Per Bf, quotata in Borsa e con oltre 11.000 ettari coltivati, la sostenibilità passa soprattutto dall’innovazione. «Attraverso l’agricoltura 4.0 – ha spiegato Ravanelli – siamo in grado di dare al terreno solo quello di cui ha bisogno, quando ne ha bisogno. Così riduciamo al minimo l’uso delle risorse: dall’acqua ai fitofarmaci. Questo approccio è un grande punto di svolta: per anni è stato sottovalutato, oggi è diventato centrale». Ma non si tratta solo di coltivare. L’azienda sta lavorando anche sull’energia: «Abbiamo dotato i nostri stabilimenti di impianti fotovoltaici e stiamo realizzando un impianto di biometano a Jolanda di Savoia, proprio dove si trova la maggior parte delle nostre superfici agricole. L’agricoltura, oltre a produrre cibo, può produrre energia, riducendo i costi e aumentando l’autonomia. È questa la sfida del futuro». Dall’agricoltura si passa all’industria alimentare.
Nicola Perizzolo, project engineer di Barilla, ha sottolineato come la sostenibilità non sia una moda, ma un percorso strutturale, con obiettivi chiari e risorse ingenti. «La proprietà, anni fa, ha preso una posizione netta: vogliamo essere un’azienda di un certo tipo e fare business in un certo modo. Oggi questo significa avere un board Esg che definisce la strategia e un piano concreto che ci porterà al 2030, con un investimento da 168 milioni di euro».Non è un impegno “di facciata”. Perizzolo ha raccontato un esempio pratico: «Quando valutiamo un investimento, per esempio l’acquisto di un nuovo forno per i biscotti, inseriamo nei costi anche il valore della CO₂ che verrà emessa. Questo cambia le scelte: non prendiamo più il forno standard, ma pretendiamo soluzioni innovative dai fornitori, anche se più complicate da gestire. Il risultato è che consumiamo meno energia, pur garantendo al consumatore lo stesso prodotto. È stato uno stimolo enorme, altrimenti avremmo continuato a fare quello che si è sempre fatto».

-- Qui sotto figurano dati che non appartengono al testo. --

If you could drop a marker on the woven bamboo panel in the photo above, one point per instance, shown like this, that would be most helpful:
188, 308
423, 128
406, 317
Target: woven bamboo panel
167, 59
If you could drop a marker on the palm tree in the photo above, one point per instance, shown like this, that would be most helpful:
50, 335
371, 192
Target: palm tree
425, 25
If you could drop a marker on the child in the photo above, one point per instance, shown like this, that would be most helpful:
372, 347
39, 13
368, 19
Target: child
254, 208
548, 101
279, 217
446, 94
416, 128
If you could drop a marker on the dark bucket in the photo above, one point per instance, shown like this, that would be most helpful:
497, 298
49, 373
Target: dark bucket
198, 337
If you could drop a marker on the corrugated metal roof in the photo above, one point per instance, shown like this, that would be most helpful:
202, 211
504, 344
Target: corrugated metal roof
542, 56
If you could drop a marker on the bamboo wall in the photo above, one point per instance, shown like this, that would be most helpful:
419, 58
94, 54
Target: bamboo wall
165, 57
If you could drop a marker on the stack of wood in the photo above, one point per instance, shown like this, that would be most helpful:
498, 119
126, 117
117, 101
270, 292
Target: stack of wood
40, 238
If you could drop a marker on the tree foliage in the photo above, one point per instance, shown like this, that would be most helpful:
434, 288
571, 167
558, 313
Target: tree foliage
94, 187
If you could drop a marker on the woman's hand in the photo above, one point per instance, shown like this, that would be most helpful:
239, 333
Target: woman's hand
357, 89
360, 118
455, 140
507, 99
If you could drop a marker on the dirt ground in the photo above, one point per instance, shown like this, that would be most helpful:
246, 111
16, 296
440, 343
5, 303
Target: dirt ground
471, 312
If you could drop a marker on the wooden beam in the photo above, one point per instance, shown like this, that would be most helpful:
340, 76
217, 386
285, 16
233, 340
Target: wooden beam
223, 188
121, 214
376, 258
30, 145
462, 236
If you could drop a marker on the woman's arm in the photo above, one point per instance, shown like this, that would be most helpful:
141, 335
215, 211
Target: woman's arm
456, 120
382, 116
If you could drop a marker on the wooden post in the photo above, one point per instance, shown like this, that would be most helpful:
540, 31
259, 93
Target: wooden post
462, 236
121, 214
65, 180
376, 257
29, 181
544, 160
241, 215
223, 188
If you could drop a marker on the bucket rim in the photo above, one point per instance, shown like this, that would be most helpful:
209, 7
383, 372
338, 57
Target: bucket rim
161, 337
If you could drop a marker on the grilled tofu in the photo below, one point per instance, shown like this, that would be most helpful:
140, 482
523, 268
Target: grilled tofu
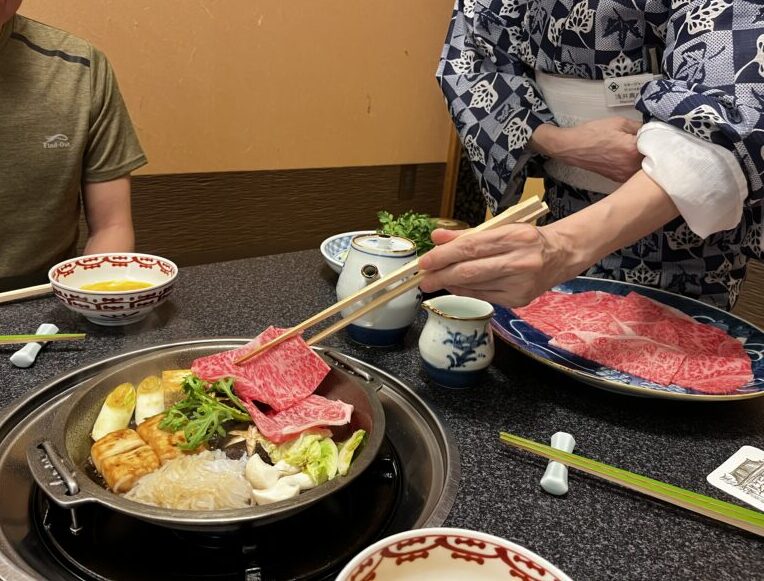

Secondo Perizzolo, la sostenibilità è anche una leva reputazionale e sociale: «Barilla è disposta ad accettare tempi di ritorno più lunghi sugli investimenti legati alla sostenibilità. Lo facciamo perché crediamo che ci siano benefici indiretti: la reputazione, l’attrattività verso i giovani, la fiducia dei consumatori. Gli ingegneri che partecipano alle selezioni ci chiedono se quello che dichiariamo è vero. Una volta entrati, verificano con mano che lo è davvero. Questo fa la differenza».
Se agricoltura e industria alimentare sono chiamate a garantire filiere più pulite e trasparenti, la finanza deve fare la sua parte nel sostenerle. Leonardo Meoli, Group Head of Sustainability Business Integration di Generali, ha ricordato come la compagnia assicurativa lavori da anni per integrare la sostenibilità nei modelli di business: «Ogni nostra attività viene valutata sia dal punto di vista economico, sia in termini di impatto ambientale e sociale. Abbiamo stanziato 12 miliardi di euro in tre anni per investimenti legati alla transizione energetica, e siamo molto focalizzati sul supporto alle imprese e agli individui nella resilienza e nella protezione dai rischi climatici». Il mercato, ha osservato Meoli, risponde positivamente: «Vediamo che i volumi dei prodotti assicurativi con caratteristiche ESG crescono, soprattutto in Europa e in Asia. Ma è chiaro che non basta dire che un prodotto è sostenibile: deve anche garantire un ritorno economico competitivo. Quando riusciamo a unire le due cose, il cliente risponde bene».
Dalle parole dei tre manager emerge una convinzione condivisa: la sostenibilità non è un costo da sopportare, ma un investimento che rafforza la competitività del Made in Italy. «Non si tratta solo di rispettare regole o rincorrere mode – ha sintetizzato Ravanelli –. Si tratta di creare un modello di sviluppo che tenga insieme produzione, ambiente e società. Solo così possiamo guardare al futuro».In questo incrocio tra agricoltura, industria e finanza, il Made in Italy trova la sua forza. Il marchio non è più soltanto sinonimo di qualità e tradizione, ma sempre di più di innovazione e responsabilità. Dalle campagne di Jolanda di Savoia ai forni di Mulino Bianco, fino alle grandi scelte di investimento globale, la transizione passa per la capacità delle imprese italiane di essere sostenibili senza smettere di essere competitive. È la sfida del presente, ma soprattutto del futuro.